Text-To-Speech support in snapd

galgalesh · May 1, 2020, 5:48pm

I also think that’s possible, but I think it’s difficult to do well because speech-dispatcher is so customisable. As an example: it supports the following synthesisers: Festival, Espeak, Flite, Pico, and a “generic” module, which you can use to connect speech-dispatcher to any CLI-based synthesiser. Each synthesiser supports many different languages, and many different voices.

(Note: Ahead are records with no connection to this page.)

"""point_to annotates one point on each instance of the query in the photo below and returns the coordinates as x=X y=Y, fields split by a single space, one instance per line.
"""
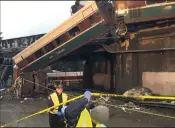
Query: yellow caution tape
x=42 y=111
x=149 y=113
x=93 y=94
x=136 y=97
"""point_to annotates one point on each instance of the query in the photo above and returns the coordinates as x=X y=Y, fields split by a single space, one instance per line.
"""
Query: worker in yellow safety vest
x=56 y=119
x=77 y=115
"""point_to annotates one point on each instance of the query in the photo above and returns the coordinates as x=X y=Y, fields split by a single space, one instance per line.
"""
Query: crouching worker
x=56 y=119
x=77 y=114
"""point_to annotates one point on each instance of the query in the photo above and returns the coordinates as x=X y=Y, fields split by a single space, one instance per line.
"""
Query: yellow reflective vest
x=100 y=125
x=55 y=100
x=85 y=119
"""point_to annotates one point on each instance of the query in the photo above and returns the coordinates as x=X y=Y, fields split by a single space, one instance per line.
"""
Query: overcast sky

The first issue is space. If we only look at the Espeak Mbrola languages and Festival:

$ apt-cache show mbrola-* | grep Installed-Size | cut -d ' ' -f2 | paste -sd+ - | bc
661010
$ apt-cache show festival-* | grep Installed-Size | cut -d ' ' -f2 | paste -sd+ - | bc
40193
$ apt-cache show festvox-* | grep Installed-Size | cut -d ' ' -f2 | paste -sd+ - | bc
394100
$ apt-cache show festlex-* | grep Installed-Size | cut -d ' ' -f2 | paste -sd+ - | bc
50701

That’s more than 1GB uncompressed data. Putting all this in one snap isn’t a great user experience. I’m assuming that this will be installed on almost every system, given that we want TTS to work ootb for accessibility reasons. We could combine a greedy plug declaration with a snap for every language, however. Users can then install the languages and synthesisers they want to use. (similar to the theme snap[s] proposal).

The second issue is config/setup duplication. I don’t know how to solve this one. Ideally, the user should only have to setup their TTS preferences once. I’m not sure how to do that with a Speech Dispatcher snap. It seems that, unless we use the Speech Dispatcher from the host system, the user will have to configure it both on their host system and in the Speech Dispatcher snap. Any languages and synthesisers used will also have to be installed by both the package manager of the host system and snap.